神様には成れない。
電車内の液晶に目を向けると必然的に彼が視界に入る。
そのまま視線が奪われるように、其方を向いてしまうのは何故だったのだろう。
「変な話なんかじゃないよ。偉いね、瀬戸さんは」
きっと彼が、それすらも受け入れてくれるからなのかもしれない。
「偉くは……ないと思うんだけど」
「んーん。そうやって前向きに捉えられるの尊敬する」
称賛するような事を言われて照れくさくなりまた視線を少しだけ左にずらす。
「……あれ?」
「ん?」
「淵くんの方こそ、ピアスしてた?」
良く見ると彼の左の耳たぶには良く見なければ分からないけれど、近距離になると気づける小さな跡のようなものがあった。
彼は僅かに目を見開いて指先で耳に触れた。
「あ~~……そう。
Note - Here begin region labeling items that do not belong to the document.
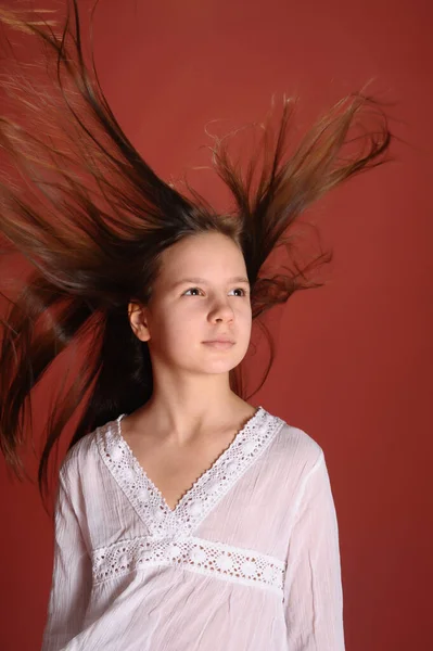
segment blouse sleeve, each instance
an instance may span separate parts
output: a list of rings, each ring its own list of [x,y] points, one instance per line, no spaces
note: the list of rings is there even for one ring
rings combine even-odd
[[[91,589],[91,562],[71,495],[60,475],[54,566],[42,651],[60,651],[81,630]]]
[[[344,651],[339,529],[321,449],[301,486],[286,561],[289,651]]]

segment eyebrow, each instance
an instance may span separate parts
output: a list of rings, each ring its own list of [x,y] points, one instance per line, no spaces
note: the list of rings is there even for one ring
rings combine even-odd
[[[232,284],[232,283],[243,283],[243,284],[250,284],[250,281],[247,278],[245,278],[244,276],[235,276],[234,278],[229,278],[228,283]],[[205,280],[204,278],[182,278],[181,280],[178,280],[177,282],[174,283],[174,288],[177,288],[181,284],[187,284],[187,283],[193,283],[193,284],[209,284],[207,282],[207,280]]]

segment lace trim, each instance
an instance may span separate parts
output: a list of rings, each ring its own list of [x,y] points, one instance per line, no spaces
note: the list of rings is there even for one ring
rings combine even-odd
[[[98,549],[92,560],[93,582],[102,583],[156,565],[182,565],[191,572],[282,595],[285,565],[279,559],[193,537],[176,541],[140,537]]]
[[[192,535],[284,424],[259,407],[225,452],[183,495],[176,509],[170,510],[122,437],[122,418],[102,429],[97,437],[99,450],[114,480],[157,539]]]

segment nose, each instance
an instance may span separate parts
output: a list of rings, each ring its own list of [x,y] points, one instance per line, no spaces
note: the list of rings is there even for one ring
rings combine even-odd
[[[230,323],[233,318],[233,310],[227,299],[216,299],[209,310],[208,320],[213,323]]]

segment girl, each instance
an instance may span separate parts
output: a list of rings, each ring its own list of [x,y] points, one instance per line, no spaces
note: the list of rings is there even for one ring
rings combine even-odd
[[[55,73],[49,94],[25,71],[3,81],[25,114],[1,119],[21,175],[3,176],[1,233],[4,252],[33,266],[8,296],[0,356],[1,448],[17,472],[34,388],[62,352],[82,346],[40,460],[47,490],[50,452],[78,410],[60,472],[43,650],[343,651],[323,452],[243,399],[240,365],[252,322],[317,286],[309,271],[324,258],[296,266],[288,228],[383,159],[382,114],[356,94],[284,156],[286,102],[246,177],[217,143],[234,199],[218,215],[161,180],[122,131],[85,65],[75,2],[60,35],[40,15],[0,16],[43,41]],[[366,110],[380,124],[344,157]],[[292,268],[279,258],[271,271],[281,245]]]

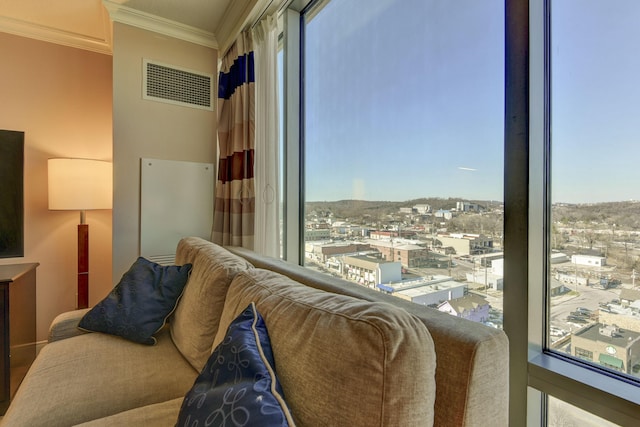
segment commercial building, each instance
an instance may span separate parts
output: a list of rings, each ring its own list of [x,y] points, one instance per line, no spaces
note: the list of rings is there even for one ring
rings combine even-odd
[[[571,354],[618,372],[640,374],[640,332],[595,323],[571,337]]]

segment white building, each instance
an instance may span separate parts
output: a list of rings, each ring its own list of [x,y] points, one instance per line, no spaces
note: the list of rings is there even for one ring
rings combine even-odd
[[[426,215],[431,212],[431,205],[415,205],[413,209],[421,215]]]
[[[438,305],[464,296],[467,286],[449,276],[420,277],[402,282],[385,282],[378,289],[421,305]]]
[[[344,257],[347,278],[367,287],[402,279],[402,265],[367,255]]]
[[[590,267],[604,267],[607,265],[607,258],[594,255],[571,255],[571,263]]]

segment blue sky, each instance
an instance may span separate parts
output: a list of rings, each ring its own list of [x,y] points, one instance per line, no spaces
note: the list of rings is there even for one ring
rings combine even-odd
[[[553,199],[640,199],[635,156],[605,156],[637,152],[640,59],[612,47],[638,40],[640,2],[553,3]],[[503,2],[366,5],[334,0],[307,26],[307,200],[501,200]]]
穴拡がってたから塞がるの遅いみたいで」
「えっ、広がるの……!?」
「ううん。俺の場合ピアス引っ張ったからそうなっただけで、よっぽどじゃなかったら大丈夫だと思うよ。そんな怖がらなくても」
「引っ張っ……!?」
怖がらなくてもいいと言われても、淡々と言ってのける言葉は痛々しくて恐怖を覚える。
ピアスを開けておいて変な話だけれど、私は痛いのもその手の話も苦手なのだ。